I have had nightmares about the coal-car train. The truth of what happened roars back to mind, the father’s flesh gives way between my teeth, his fist knocks me down, his blood splatters across the dirt. Back-splatter. It’s one thing the evidence people look for at the crime scene.
The father broke the door to the Poky Dot Lounge. He needed a cigarette bad. He needed Old Skull Popper, and a tank of gas, but most of all cigarettes, and there could be other things he needed depending on what he found inside.
I was stationed at the door to watch for trouble. The sun went down and the world stood empty. No dust stirred anywhere.
The father said, “Clyde, give me a hand. You see a goddamned light switch anywhere?”
There was a pull string that brought a bare bulb to life. The place smelled hard of pee and the walls were filthy. Someone had gone insane with a spray can, blasting out dripping dots of paint on the rough walls and sagging ceiling. There was a short bar, a couple of stools with cracked vinyl tops, a pool table with a grease spot in the middle the size of a man, and a nasty-looking blanket. And there was a record player. A kid’s record player, the kind that plays 45s. There was one record. Hugo Winterhalter and his orchestra doing “Canadian Sunset.” I switched the record player on and it spun. When I put the needle down the sound of sudden music made the father jump. He said, “Jesus! Give a man some warning!”

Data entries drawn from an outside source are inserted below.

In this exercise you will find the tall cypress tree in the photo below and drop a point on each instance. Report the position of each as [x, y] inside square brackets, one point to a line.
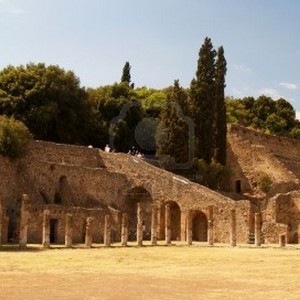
[172, 135]
[220, 115]
[126, 73]
[203, 101]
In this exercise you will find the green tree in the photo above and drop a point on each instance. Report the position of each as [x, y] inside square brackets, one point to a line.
[172, 136]
[126, 77]
[120, 110]
[203, 101]
[220, 115]
[14, 137]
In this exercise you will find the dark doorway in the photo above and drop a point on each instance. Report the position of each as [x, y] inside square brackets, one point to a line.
[175, 220]
[200, 227]
[135, 196]
[238, 186]
[53, 231]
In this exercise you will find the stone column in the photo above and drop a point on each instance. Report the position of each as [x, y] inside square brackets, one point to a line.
[154, 225]
[46, 229]
[139, 228]
[210, 233]
[168, 224]
[183, 225]
[89, 232]
[160, 225]
[189, 225]
[232, 228]
[257, 229]
[69, 231]
[24, 222]
[282, 240]
[107, 231]
[124, 230]
[1, 217]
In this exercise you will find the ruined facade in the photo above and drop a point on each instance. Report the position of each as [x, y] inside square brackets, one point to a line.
[67, 194]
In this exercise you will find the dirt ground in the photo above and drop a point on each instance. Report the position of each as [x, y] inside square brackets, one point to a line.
[195, 272]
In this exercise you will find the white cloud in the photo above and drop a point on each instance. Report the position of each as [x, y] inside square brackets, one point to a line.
[288, 85]
[9, 8]
[17, 11]
[242, 68]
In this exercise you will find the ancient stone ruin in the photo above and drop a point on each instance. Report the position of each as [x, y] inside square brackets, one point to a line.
[63, 194]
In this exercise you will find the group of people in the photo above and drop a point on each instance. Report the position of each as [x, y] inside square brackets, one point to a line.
[132, 151]
[135, 152]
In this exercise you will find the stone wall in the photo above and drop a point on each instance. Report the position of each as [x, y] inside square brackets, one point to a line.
[252, 155]
[283, 209]
[85, 181]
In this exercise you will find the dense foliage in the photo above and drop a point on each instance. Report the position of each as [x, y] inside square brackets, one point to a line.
[48, 100]
[14, 137]
[184, 127]
[264, 114]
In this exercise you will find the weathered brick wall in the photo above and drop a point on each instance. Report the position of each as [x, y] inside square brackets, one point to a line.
[88, 178]
[9, 188]
[283, 209]
[252, 154]
[272, 230]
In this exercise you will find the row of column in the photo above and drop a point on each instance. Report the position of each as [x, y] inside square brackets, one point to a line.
[124, 227]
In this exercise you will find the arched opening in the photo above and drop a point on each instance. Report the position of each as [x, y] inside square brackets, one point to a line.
[200, 226]
[53, 231]
[175, 214]
[135, 196]
[238, 186]
[60, 190]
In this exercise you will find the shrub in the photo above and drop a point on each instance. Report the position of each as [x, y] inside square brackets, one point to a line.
[14, 137]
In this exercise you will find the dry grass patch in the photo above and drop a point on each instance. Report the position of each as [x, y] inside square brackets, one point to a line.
[151, 273]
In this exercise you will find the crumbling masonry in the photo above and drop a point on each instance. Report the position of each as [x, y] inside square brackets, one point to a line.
[63, 194]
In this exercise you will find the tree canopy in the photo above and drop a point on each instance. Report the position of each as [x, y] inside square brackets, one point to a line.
[49, 100]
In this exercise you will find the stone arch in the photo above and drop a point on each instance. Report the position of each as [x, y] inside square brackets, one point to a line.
[63, 192]
[175, 212]
[199, 226]
[134, 196]
[238, 186]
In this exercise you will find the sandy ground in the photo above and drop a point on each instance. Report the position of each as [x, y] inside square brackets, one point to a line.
[150, 273]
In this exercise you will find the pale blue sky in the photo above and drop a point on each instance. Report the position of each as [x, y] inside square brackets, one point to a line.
[160, 39]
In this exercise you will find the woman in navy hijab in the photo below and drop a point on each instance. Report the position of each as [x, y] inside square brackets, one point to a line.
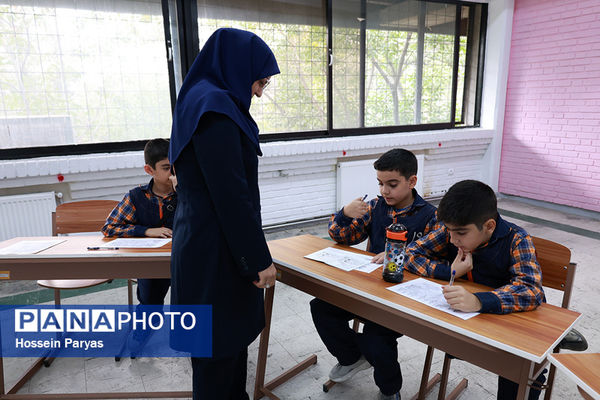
[220, 256]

It was strange to stand in such a decrepit place listening to the sounds of pianos and violins. The father was getting frustrated. “This place is such a shit hole. Goddamn train bums. I don’t know why I wasted my time beating that front door open because the back door ain’t even attached. Always walk around a place before you bust into it, Clyde. Remember that.”
The father gave up hope of finding anything he could use. He said bums were better scroungers than the civilized man. He said he was surprised the record was still there. He handed it to me. “Want it? Keep it. It’s yours. Shows I don’t got no hard feelings against you, but you try another trick like that and I’ll flay you in six pieces and drag you behind the car.”
He took a last look around the room. “Firetrap. Nobody would miss this place.” The father made a high pile of burnables and threw on a match.
Don’t ever disappoint the father when he needs something. Ever. You see what happened to the Poky Dot Lounge.
Chapter 15
O,” SAID Vicky Talluso. “You ready to meet him?” We were cutting through different back ways, different alleyways, heading to her house. I said, “Who?”
“Him. The future love of your life.”
“Oh.” I shrugged. I was feeling tired. Still floaty from the Creeper but it was a downward float. What I really wanted to do was sit down somewhere and just stare. I didn’t care at what. My legs were feeling rubbery and Vicky Talluso was starting to get on my nerves. I hadn’t known her very long but I already noticed she never asked a question without expecting a specific answer. She never asked, for example, a free-form question, like what was your opinion on something, or for more details about something you mentioned about yourself, like how you killed someone. And then I realized I hadn’t asked her any questions either. I tried to think of one but nothing came.